Computer simulation models are an important tool for hydrologists. With these models they can predict how rainfall is distributed over the different hydrological variables (discharge, soil moisture and groundwater). This way they can retrieve spatially distributed information that is important for water management, like when to start or stop irrigation gifts or how much water potentially can be stored in a catchment.
The spatial resolution of these models has increased considerably the last 30 years as a result of increased computer capacity and development of GIS. At the same time, information based on remote sensing techniques has become more easily available and its quality improved. These remote sensing data (for example rainfall radar and evapotranspiration images based on satellite data) can be used as input and validation sources for the hydrological models. Besides, meteorologists developed numerical weather prediction models, which outcomes (e.g. rainfall forecasts) can be used by hydrologist in order to make hydrological forecasts of for example groundwater level or soil moisture availability.
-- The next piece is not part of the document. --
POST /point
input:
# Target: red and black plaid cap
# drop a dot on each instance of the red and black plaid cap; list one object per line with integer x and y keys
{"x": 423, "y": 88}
However, in practice these data are not commonly used due to outstanding questions which formed the research questions of this thesis:
1. Does the accuracy of the hydrological models improve when using rainfall radar data and satellite based evapotranspiration fields?
2. Is it feasible to accurately predict the spatial distribution of soil moisture by using rainfall forecasts of numerical weather prediction model as input for a hydrological model?
To answer these questions we set up a coherent framework to integrate hydrometeorological variables into spatially-distributed models: the Hydrological Now and Forecasting System (HNFS).
The main conclusions of this research are that it is important to take into account the spatial distribution of rainfall in order to get insight in the day-to-day variability of the hydrological system. Using rainfall radar together with rain gauges generates better rainfall fields than using rain gauges only. Besides, information about spatial patterns of satellite based evapotranspiration helps to detect potential model errors. Finally, we found that the accumulated rainfall in our study period (March-Nov 2006) was forecasted very well. However, the spatial variation shown by measured rainfall is not taken into account by rainfall forecasts (due to the lower spatial resolution of numerical weather prediction models). This leads to a spatial bias of forecasted hydrological variables that resembles the spatial pattern in total rainfall within the study area.
This study has shown how remotely sensed and forecasted hydrometeorological variables can be integrated into distributed hydrological models. As this study is based on real data, it has shown the potentials and limitations of applying a system like the HNFS in practice. Finally, considerations about future implementation of this system are given.